Sei un testimone di Geova, la tua fede incide sulla tua vita privata e sportiva?
Mi incontro regolarmente con altri testimoni di Geova e preghiamo. Insieme a mia moglie ho trasmesso la fede anche ai miei figli. Per il resto, fortunatamente, non ci sono conseguenze sulla mia vita sportiva, come può invece accadere a qualche musulmano durante il Ramadan.

Quando giocavi per lo Zurigo sei scomparso per diversi giorni. La società si rivolse alla polizia per ritrovarti… Che cosa era successo?
E’ nato tutto dal fatto che i miei procuratori brasiliani pretendevano dei soldi. Lo Zurigo mi aveva da poco comprato dal Chiasso, ma loro non avevano ricevuto alcuna ricompensa per il lavoro di mediazione che avevano svolto. Mi hanno quindi chiuso dentro casa loro per qualche giorno. La società denunciò la mia scomparsa, e quando sono stato trovato dalla polizia ho detto chiaramente che volevo tornare al mio lavoro e ho lasciato che i miei procuratori se la vedessero con il club. Io non ne volevo sapere niente. Ora la mia procura è affidata a Gino Lamberti.

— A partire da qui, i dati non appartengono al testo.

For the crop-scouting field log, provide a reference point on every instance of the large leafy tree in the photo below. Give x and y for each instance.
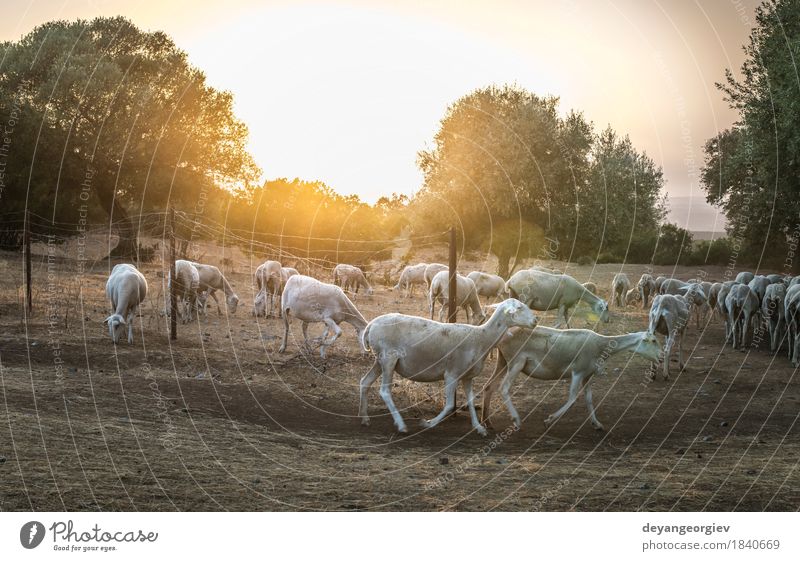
(117, 119)
(752, 169)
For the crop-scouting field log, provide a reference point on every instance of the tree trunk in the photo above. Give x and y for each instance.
(128, 246)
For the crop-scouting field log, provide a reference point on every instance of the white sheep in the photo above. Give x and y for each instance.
(669, 316)
(264, 295)
(773, 312)
(493, 287)
(466, 297)
(187, 285)
(412, 275)
(211, 279)
(552, 354)
(268, 279)
(312, 301)
(542, 291)
(126, 288)
(791, 306)
(424, 350)
(647, 289)
(743, 305)
(430, 271)
(620, 286)
(350, 278)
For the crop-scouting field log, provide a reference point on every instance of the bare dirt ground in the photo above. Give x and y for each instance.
(220, 421)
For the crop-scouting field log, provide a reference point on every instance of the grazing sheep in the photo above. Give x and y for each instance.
(126, 288)
(411, 276)
(669, 316)
(647, 289)
(619, 288)
(350, 278)
(773, 312)
(423, 350)
(312, 301)
(674, 286)
(262, 298)
(791, 306)
(211, 279)
(552, 354)
(491, 286)
(187, 285)
(743, 305)
(544, 291)
(269, 279)
(759, 285)
(431, 270)
(466, 297)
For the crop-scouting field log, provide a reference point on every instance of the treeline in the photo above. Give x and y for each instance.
(104, 123)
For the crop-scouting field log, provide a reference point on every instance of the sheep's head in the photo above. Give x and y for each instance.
(649, 347)
(517, 314)
(601, 308)
(232, 301)
(116, 326)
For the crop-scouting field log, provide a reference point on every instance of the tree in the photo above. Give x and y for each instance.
(751, 170)
(127, 124)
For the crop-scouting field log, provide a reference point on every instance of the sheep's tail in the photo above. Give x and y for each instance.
(363, 339)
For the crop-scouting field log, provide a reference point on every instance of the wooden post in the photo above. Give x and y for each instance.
(173, 301)
(451, 291)
(28, 280)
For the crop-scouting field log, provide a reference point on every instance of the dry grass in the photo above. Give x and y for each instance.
(219, 421)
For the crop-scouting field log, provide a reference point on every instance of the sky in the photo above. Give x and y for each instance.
(348, 91)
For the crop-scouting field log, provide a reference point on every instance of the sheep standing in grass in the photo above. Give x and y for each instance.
(669, 316)
(743, 305)
(546, 291)
(773, 312)
(619, 289)
(211, 279)
(493, 287)
(126, 288)
(312, 301)
(268, 279)
(647, 289)
(791, 305)
(350, 278)
(187, 285)
(423, 350)
(466, 297)
(263, 296)
(412, 275)
(552, 354)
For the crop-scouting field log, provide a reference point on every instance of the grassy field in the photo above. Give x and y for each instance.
(220, 421)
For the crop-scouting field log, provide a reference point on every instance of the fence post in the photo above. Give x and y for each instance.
(173, 301)
(28, 280)
(452, 287)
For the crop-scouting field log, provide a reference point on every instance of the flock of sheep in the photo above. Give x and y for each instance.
(425, 350)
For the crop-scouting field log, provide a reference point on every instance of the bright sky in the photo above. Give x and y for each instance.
(348, 92)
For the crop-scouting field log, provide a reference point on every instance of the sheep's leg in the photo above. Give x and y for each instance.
(505, 390)
(387, 370)
(587, 396)
(450, 383)
(367, 381)
(473, 415)
(573, 396)
(285, 333)
(336, 333)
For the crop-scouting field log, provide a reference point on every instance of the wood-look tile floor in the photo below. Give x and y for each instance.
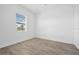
(38, 46)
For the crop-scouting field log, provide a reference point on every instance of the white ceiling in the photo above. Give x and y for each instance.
(38, 8)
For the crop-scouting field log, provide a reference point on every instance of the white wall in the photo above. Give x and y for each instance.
(76, 41)
(8, 25)
(57, 23)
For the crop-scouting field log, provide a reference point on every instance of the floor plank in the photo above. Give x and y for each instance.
(38, 46)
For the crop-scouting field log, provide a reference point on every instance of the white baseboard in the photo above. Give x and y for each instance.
(55, 39)
(77, 45)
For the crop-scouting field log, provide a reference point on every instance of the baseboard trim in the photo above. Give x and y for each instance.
(54, 39)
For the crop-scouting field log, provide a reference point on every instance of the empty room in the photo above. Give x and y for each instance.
(39, 29)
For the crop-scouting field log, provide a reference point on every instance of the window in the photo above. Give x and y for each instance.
(20, 23)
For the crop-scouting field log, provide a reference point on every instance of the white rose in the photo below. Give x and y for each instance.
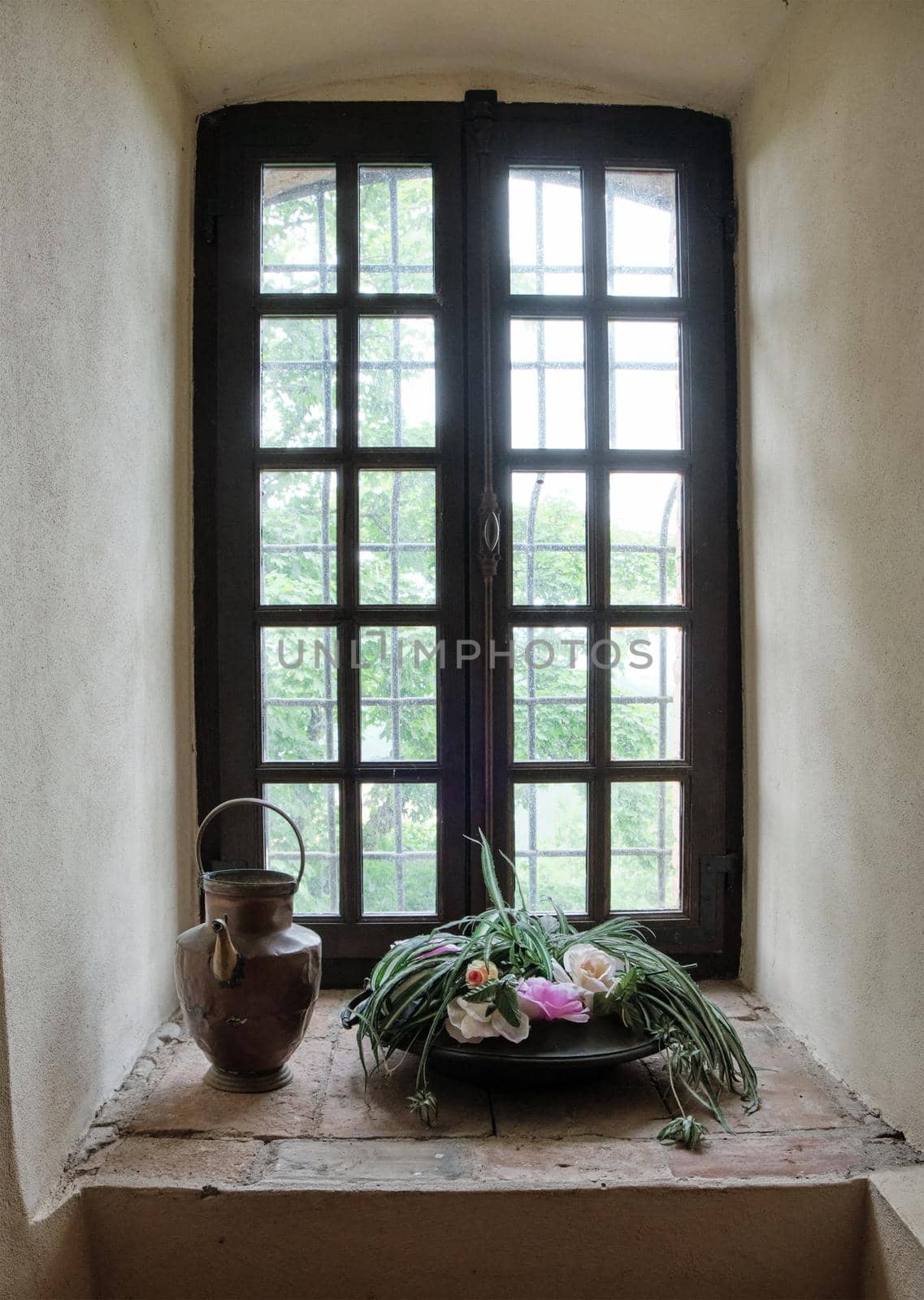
(593, 970)
(471, 1022)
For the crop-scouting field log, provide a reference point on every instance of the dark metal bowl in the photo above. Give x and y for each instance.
(555, 1052)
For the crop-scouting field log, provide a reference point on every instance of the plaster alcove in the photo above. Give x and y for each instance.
(98, 104)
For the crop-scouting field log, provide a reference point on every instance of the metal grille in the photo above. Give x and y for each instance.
(312, 195)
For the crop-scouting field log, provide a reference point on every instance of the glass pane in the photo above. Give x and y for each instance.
(550, 831)
(646, 679)
(299, 695)
(398, 536)
(298, 381)
(644, 847)
(642, 233)
(644, 561)
(644, 384)
(299, 231)
(395, 231)
(548, 407)
(549, 539)
(298, 537)
(550, 693)
(398, 688)
(399, 849)
(316, 812)
(397, 383)
(546, 231)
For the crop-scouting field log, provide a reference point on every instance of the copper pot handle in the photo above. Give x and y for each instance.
(262, 804)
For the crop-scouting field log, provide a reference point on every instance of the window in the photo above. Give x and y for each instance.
(466, 510)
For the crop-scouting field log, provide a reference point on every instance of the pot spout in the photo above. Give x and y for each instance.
(228, 965)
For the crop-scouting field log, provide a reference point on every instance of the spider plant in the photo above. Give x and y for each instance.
(406, 999)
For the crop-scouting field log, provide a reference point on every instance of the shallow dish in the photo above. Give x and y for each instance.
(555, 1052)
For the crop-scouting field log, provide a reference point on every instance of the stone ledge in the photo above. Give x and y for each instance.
(329, 1131)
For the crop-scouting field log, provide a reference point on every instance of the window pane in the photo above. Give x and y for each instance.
(546, 231)
(550, 693)
(299, 695)
(398, 686)
(316, 812)
(395, 231)
(299, 231)
(644, 847)
(646, 682)
(398, 536)
(642, 233)
(399, 849)
(298, 537)
(298, 381)
(550, 830)
(397, 383)
(644, 384)
(548, 406)
(644, 539)
(549, 539)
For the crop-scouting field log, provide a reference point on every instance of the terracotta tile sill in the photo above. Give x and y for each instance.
(328, 1131)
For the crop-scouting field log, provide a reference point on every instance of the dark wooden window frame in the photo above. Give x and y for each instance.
(471, 146)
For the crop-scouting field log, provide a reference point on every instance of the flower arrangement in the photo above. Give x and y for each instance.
(497, 974)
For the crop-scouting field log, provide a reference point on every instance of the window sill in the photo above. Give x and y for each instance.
(293, 1193)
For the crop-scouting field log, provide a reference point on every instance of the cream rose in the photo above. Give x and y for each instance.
(593, 970)
(471, 1022)
(479, 973)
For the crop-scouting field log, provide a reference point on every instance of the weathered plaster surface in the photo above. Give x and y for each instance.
(696, 52)
(832, 480)
(95, 654)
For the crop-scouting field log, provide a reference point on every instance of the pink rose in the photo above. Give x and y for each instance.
(542, 1000)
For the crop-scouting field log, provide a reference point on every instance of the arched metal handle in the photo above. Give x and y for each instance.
(492, 531)
(262, 804)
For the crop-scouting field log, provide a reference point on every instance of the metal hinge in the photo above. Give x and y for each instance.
(729, 225)
(210, 221)
(722, 864)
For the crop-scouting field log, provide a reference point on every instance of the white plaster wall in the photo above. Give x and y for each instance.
(696, 52)
(95, 640)
(832, 474)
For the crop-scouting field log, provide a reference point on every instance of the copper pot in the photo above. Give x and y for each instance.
(249, 978)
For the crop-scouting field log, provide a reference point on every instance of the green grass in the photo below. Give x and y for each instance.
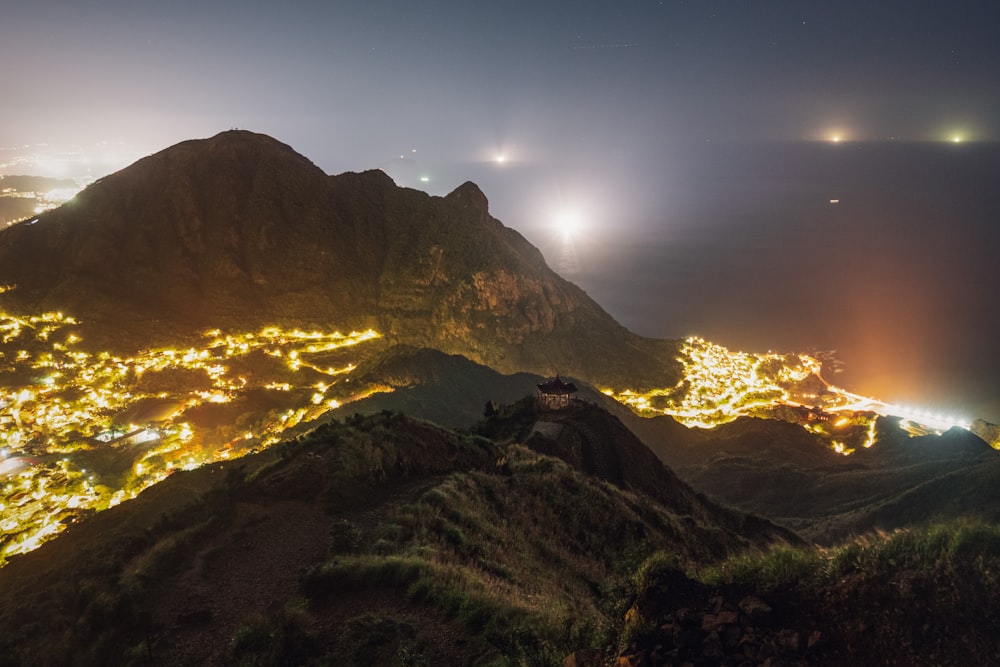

Lucio, Effenberg, Ballack, Neuer, Goetze e ora Lewandowski…In Germania i tifosi si lamentano perché il Bayern Monaco uccide il campionato comprando sistematicamente i migliori giocatori delle società rivali, quasi a voler indebolire quelle più che rinforzare se stesso. E’ concorrenza sleale?
Eh…Loro fanno da sempre così. Hanno i soldi e comprano sempre i migliori giocatori che ci sono in Germania. Qualche anno fa hanno preso Mandzukic, ora anche Lewandowski. Mamma mia che squadra. Capisco i tifosi che si lamentano, il campionato così non è molto equilibrato.

Stai facendo un grande campionato, dove ti vedi nel prossimo futuro?

Il mio contratto qui scade nel 2017. Ma non è sicuro che resterò ancora a lungo. Ovunque dovessi andare mi toccherà convincere Favre a seguirmi (ride). Qui sono comunque molto felice: siamo una grande squadra e puntiamo regolarmente all’Europa.

In un calcio sempre più fisico, un giocatore della tua statura incontra particolari difficoltà?
Quando vedo gente come Ibrahimovic, Mandzukic, Lewandowski, o Ronaldo, mi fanno impressione. Però alla fine il pallone è rotondo per tutti, e almeno io ho il vantaggio di vedere la palla da più vicino…

In Italia hai una squadra preferita?
Mi piace da sempre molto il Milan. C’è Balotelli che è fortissimo. Poi Ronaldinho è uno dei miei giocatori preferiti, e quando c’era lui seguivo con ancora più interesse le partite dei rossoneri. Spesso, quando giocavo col Chiasso, sono anche andato a San Siro, uno stadio bellissimo. Anche se la Germania, da questo punto di vista, è avanti anni luce: qui ad ogni partita c’è il pienone. Anche nelle partite della Zweite Bundesliga (l’equivalente della nostra Serie B) gli stadi sono tutti pieni. Questo aiuta i giocatori ad esprimersi al meglio. Abbiamo tutti voglia di ripagare la fiducia e gli sforzi del pubblico.

Pronostico per i mondiali?
Vedo favorite Germania, Brasile, Argentina e Spagna. Credo che il flop sarà la Francia. Io sono di Fortaleza, città nella quale ci saranno otto partite. Spero di riuscire a vederle tutte. In Brasile facciamo tutti affidamento su Neymar, se dovesse fare un buon mondiale avremmo buone possibilità.